Por Andreas Kindel
Biólogo, professor associado da Universidade Federal do Rio Grande do Sul (UFRGS) e coordenador do Núcleo de Ecologia de Rodovias e Ferrovias da mesma universidade (NERF-UFRGS)
andreaskindel@faunanews.com.br
Nas últimas semanas, em virtude do Projeto de Lei que tramita na Câmara dos Deputados, houve um bombardeio de notícias reproduzindo o número assombroso, para muitos, de 475 milhões de animais mortos nas estradas brasileiras todos os anos. Não é demais? Isso é muito? Será que é tudo isso mesmo?
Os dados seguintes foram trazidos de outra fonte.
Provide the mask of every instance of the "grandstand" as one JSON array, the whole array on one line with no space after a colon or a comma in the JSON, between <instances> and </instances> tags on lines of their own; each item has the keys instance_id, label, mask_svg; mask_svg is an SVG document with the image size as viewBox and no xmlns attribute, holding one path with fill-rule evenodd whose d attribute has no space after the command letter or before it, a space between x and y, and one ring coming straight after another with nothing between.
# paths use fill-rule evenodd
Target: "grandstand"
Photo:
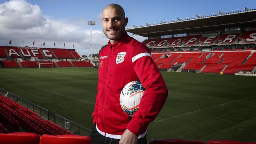
<instances>
[{"instance_id":1,"label":"grandstand","mask_svg":"<svg viewBox=\"0 0 256 144\"><path fill-rule=\"evenodd\" d=\"M256 69L256 51L255 50L256 48L256 26L255 24L255 20L256 19L255 16L256 15L255 15L255 9L248 11L239 10L238 11L230 13L230 14L229 13L221 13L221 14L212 14L211 16L198 16L197 18L191 18L186 19L179 18L180 20L156 24L150 26L148 25L140 26L135 26L135 28L128 28L127 31L148 37L148 39L144 41L143 43L150 48L152 52L152 57L154 61L158 68L161 70L230 74L247 74L252 75L255 74L255 70ZM249 17L249 15L250 15L250 16ZM239 18L241 17L244 18ZM248 20L248 19L249 19ZM220 19L224 19L226 20L226 22L228 21L230 22L228 24L226 24L225 22L223 20L220 20ZM235 21L235 20L236 20L236 21ZM203 21L203 22L198 22L198 20L201 20ZM215 21L216 22L213 22ZM217 24L218 22L219 23ZM211 24L213 26L203 25L204 24ZM199 24L203 25L199 26L197 25ZM155 28L156 27L159 28ZM197 28L199 27L200 28ZM81 61L81 59L80 55L74 49L0 46L0 67L37 68L39 67L39 65L43 67L49 68L52 67L55 68L93 67L94 66L94 65L90 62ZM6 68L4 70L9 69L10 69ZM69 70L70 69L59 69L56 70ZM89 69L89 70L91 69ZM93 69L91 70L95 70ZM32 70L38 70L33 69ZM76 74L82 72L75 72ZM38 73L38 71L35 73ZM66 78L74 78L74 80L76 81L76 83L78 83L79 85L76 85L75 87L82 87L82 89L80 87L79 89L84 89L84 87L88 87L86 88L88 89L96 89L96 88L92 88L90 85L87 85L87 87L84 87L83 85L81 84L81 83L84 84L84 81L88 81L88 79L92 77L91 74L95 73L94 72L95 72L90 73L90 74L84 74L84 76L89 76L90 78L87 78L86 80L83 80L83 81L80 83L76 81L77 79L74 78L76 77L74 75L71 75L72 76L65 75L65 76L64 77L64 78L56 79L63 80L65 81L69 81L69 83L70 83L71 81L67 80ZM65 72L64 73L66 73L67 72ZM70 74L73 73L74 73L73 71L70 72ZM59 73L58 73L58 74ZM166 73L164 74L167 75L166 74ZM182 73L177 73L177 74ZM187 75L189 75L189 74L188 74ZM203 76L204 76L204 74L205 74L200 75ZM43 74L39 74L39 76L36 76L36 77L43 76ZM61 74L59 74L59 75L61 75ZM214 75L213 76L216 76L217 75ZM24 76L23 76L23 77ZM166 78L165 79L168 81L167 81L169 79L172 79L175 78L175 77L174 77L172 78ZM182 76L177 76L176 77L180 79ZM26 78L27 78L28 77L26 77ZM51 77L52 78L53 78ZM95 77L93 78L93 79L96 79L95 78ZM217 79L215 78L216 78L217 77L214 77L212 79L211 79L210 81L214 81ZM227 78L227 79L228 79ZM195 79L190 78L189 79L189 81L190 81L194 82ZM218 81L221 81L220 83L218 83L219 84L216 85L221 85L220 84L225 83L228 81L223 81L221 79L217 80ZM9 80L7 79L5 80L9 81ZM12 81L16 81L13 80ZM36 85L36 87L35 86L35 87L34 88L37 88L39 89L41 89L41 90L43 90L39 87L40 86L44 84L43 83L41 83L43 80L40 79L38 81L40 81L40 83L37 83L37 85L39 85L37 86ZM179 81L177 80L177 81L179 82ZM179 83L182 84L182 81L181 81L181 82ZM97 81L95 82L95 83ZM173 81L169 81L169 83L172 83ZM189 81L188 83L189 83L191 81ZM62 83L64 83L63 82ZM20 83L19 84L20 84ZM36 83L35 81L33 83L34 85L35 85ZM231 83L230 82L230 84L231 85ZM49 83L50 82L47 81L47 83L45 83L45 85L48 85ZM176 84L179 84L176 83ZM202 86L204 85L205 83L202 84L201 87L202 87ZM31 86L29 85L26 85ZM54 86L56 86L55 85ZM190 85L189 87L191 87L193 85ZM179 92L181 92L182 91L186 90L184 89L179 89L186 87L187 87L187 85L183 85L176 87L174 87L173 89L176 89L177 91L179 90ZM216 88L216 89L221 89L221 88L219 87L219 89ZM242 87L242 88L244 88L244 87ZM55 87L51 87L50 89L57 89ZM232 90L233 89L237 89L237 88L232 87L230 87L230 90ZM67 89L65 88L65 89ZM206 88L200 87L200 89L198 89L196 87L192 87L189 89L189 92L193 92L193 90L196 90L196 94L197 95L198 93L200 93L197 92L198 89L199 89L206 90ZM208 91L208 93L212 92L212 88L211 88L210 89L210 90ZM74 89L72 90L73 90ZM76 90L77 90L77 89L76 89ZM246 90L247 90L245 89L244 91L243 91L243 92ZM25 90L23 90L23 91ZM74 95L73 91L71 91L72 95ZM237 91L240 91L240 90L237 90ZM48 90L45 90L42 93L46 92L45 91L49 92L51 94L54 93L56 94L56 92L52 92ZM232 95L232 97L230 98L230 100L229 100L230 101L228 101L226 103L221 103L227 104L230 103L230 101L234 102L248 98L245 98L244 97L241 97L238 100L231 101L231 100L234 100L232 99L233 96L233 96L234 93L239 92L237 91L232 91L231 92L232 93L230 95ZM175 93L175 91L173 92L174 92L174 93ZM68 93L67 92L66 92ZM87 91L86 92L88 92L88 91ZM203 92L204 95L206 94L204 94L204 91ZM226 94L226 92L223 93L224 93L223 94L223 95L229 96L228 94ZM241 92L241 93L242 93ZM69 129L66 125L67 122L71 123L71 121L67 120L64 118L61 119L61 120L64 120L62 122L64 121L65 123L64 126L61 126L61 124L56 124L58 122L58 120L56 120L55 117L58 116L55 114L54 114L54 120L49 120L51 119L50 115L51 114L52 114L50 112L46 110L43 108L40 108L40 110L37 111L36 111L37 113L35 113L37 110L34 110L33 109L34 106L35 107L36 106L35 105L33 105L33 107L31 107L30 105L30 109L28 107L31 103L29 102L26 101L26 103L23 104L23 103L24 101L25 101L25 100L22 99L21 101L19 102L20 103L19 103L17 102L19 101L17 98L18 97L15 99L14 98L15 96L13 94L9 94L7 96L5 96L3 94L2 91L2 93L0 92L0 133L8 133L9 132L26 131L35 133L41 135L44 134L57 135L71 134L71 131ZM48 94L48 93L46 94ZM83 97L84 96L81 94L78 94L77 93L76 94L77 94L78 96L80 95L80 96L76 96L78 97ZM219 96L219 94L217 94L216 95ZM181 95L180 94L179 94ZM61 95L63 96L65 96L62 94ZM88 94L88 95L90 96L89 98L86 98L94 99L95 98L93 98L91 96L95 95L94 93L91 94ZM186 94L184 95L187 95L187 94ZM242 96L243 96L243 95ZM191 97L191 95L190 95L189 96ZM54 97L52 96L52 97ZM208 101L211 101L213 98L212 97L210 97ZM69 96L66 96L65 98L70 98ZM219 98L215 98L219 100ZM229 100L228 98L225 98ZM78 99L78 98L76 98L76 100L78 100L77 98ZM75 99L75 98L73 99ZM200 98L199 99L200 99ZM214 99L213 98L213 99ZM174 100L175 100L175 98ZM176 103L182 103L180 101L181 100L177 100L176 99L176 100L178 101L176 102L177 102ZM191 109L193 107L191 107L191 105L184 105L184 103L191 103L191 100L189 99L189 101L187 101L187 102L182 102L182 103L183 105L186 105L188 107L186 108L188 109ZM48 99L46 100L46 103L48 103ZM184 102L184 99L182 99L182 102ZM221 100L226 100L223 99ZM65 106L66 101L65 101L65 104L63 105ZM206 101L208 102L208 101ZM200 103L202 103L202 102L199 102ZM194 105L195 103L193 104ZM216 105L216 105L217 106L220 105L219 104L219 103L216 103ZM243 103L243 105L244 105L244 103ZM60 104L60 105L61 105ZM170 104L169 105L171 105ZM212 106L211 106L211 107L213 107ZM236 107L237 107L236 106ZM33 111L31 110L32 107L33 107ZM177 107L180 109L180 107ZM204 107L202 107L201 108L202 109L206 109ZM168 109L168 113L169 113L169 109ZM176 111L184 111L183 109L178 109ZM84 110L83 110L84 111ZM194 109L194 110L195 111L198 111L197 109ZM41 114L41 113L43 113L43 111L47 111L48 113L45 113L45 114ZM182 112L182 113L183 113L184 111ZM73 112L71 113L72 113ZM168 113L166 112L166 113ZM75 113L79 113L76 111ZM176 114L173 114L173 115L176 115ZM184 114L181 114L178 115L183 115ZM170 116L171 118L173 117L173 116L171 115ZM59 117L61 117L59 116ZM212 118L212 116L210 116L210 118ZM61 118L63 118L61 117ZM79 118L80 118L80 117ZM166 118L168 119L168 118ZM210 119L208 118L208 119ZM190 120L190 118L189 120ZM61 121L59 120L59 121ZM220 120L220 121L222 121ZM169 123L165 123L164 126L167 126L166 124ZM184 124L185 124L185 122L182 124L182 125L184 125ZM178 124L177 125L180 126ZM73 127L75 127L74 126L74 125L75 125L74 124L72 126ZM176 124L175 124L175 125L176 125ZM161 126L159 127L158 124L157 126L158 127L161 127ZM79 131L81 127L79 127L78 128L73 129L72 131L72 133L82 135L80 133L80 131ZM174 129L181 129L180 128ZM174 129L172 129L172 131L173 131ZM182 130L185 131L184 129ZM186 130L186 131L189 131ZM78 133L78 131L79 131L79 132ZM164 132L165 133L168 133L165 131ZM204 133L206 132L206 131L204 132ZM198 134L201 134L202 133L198 133ZM151 134L150 133L150 134ZM88 133L86 134L87 135L88 135ZM20 135L22 135L22 133L20 133ZM150 136L150 135L149 135ZM162 134L162 135L163 134ZM7 136L7 135L0 135L0 137L1 135L4 137ZM36 137L37 136L38 136L37 135L35 135ZM43 135L41 138L43 139L47 137L48 137L47 135ZM40 137L36 137L37 139L40 138ZM32 138L30 138L30 139L31 139ZM9 140L10 138L8 140ZM70 143L72 143L70 142Z\"/></svg>"},{"instance_id":2,"label":"grandstand","mask_svg":"<svg viewBox=\"0 0 256 144\"><path fill-rule=\"evenodd\" d=\"M0 46L0 67L93 67L74 49ZM52 64L52 65L50 65Z\"/></svg>"},{"instance_id":3,"label":"grandstand","mask_svg":"<svg viewBox=\"0 0 256 144\"><path fill-rule=\"evenodd\" d=\"M160 70L251 75L256 70L256 15L255 9L245 8L126 31L148 37L143 43Z\"/></svg>"}]
</instances>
Como esse número foi obtido? São perguntas que recorrentemente aparecem nos comentários de páginas que divulgam essa estimativa.
Independente se o número é esse ou significativamente maior ou menor, ele representa apenas a mortalidade de vertebrados. Sem dúvida é uma tragédia, que precisa ser combatida com todas as nossas energias. Mas os vertebrados são uma parcela pequena da nossa biodiversidade.
E o que acontece com os invertebrados, em particular com os insetos? Quem já não teve o seu para-brisa impregnado com o que restou de uma miríade de formas de insetos?
O artista Brasileiro Vick Muniz, inspirado por uma experiência como essa numa viagem pela Flórida, durante o voo de acasalamento dos insetos-do-amor (lovebugs), produziu uma série de quadros usando os insetos mortos na estrada para reproduzir posições do Kama-Sutra.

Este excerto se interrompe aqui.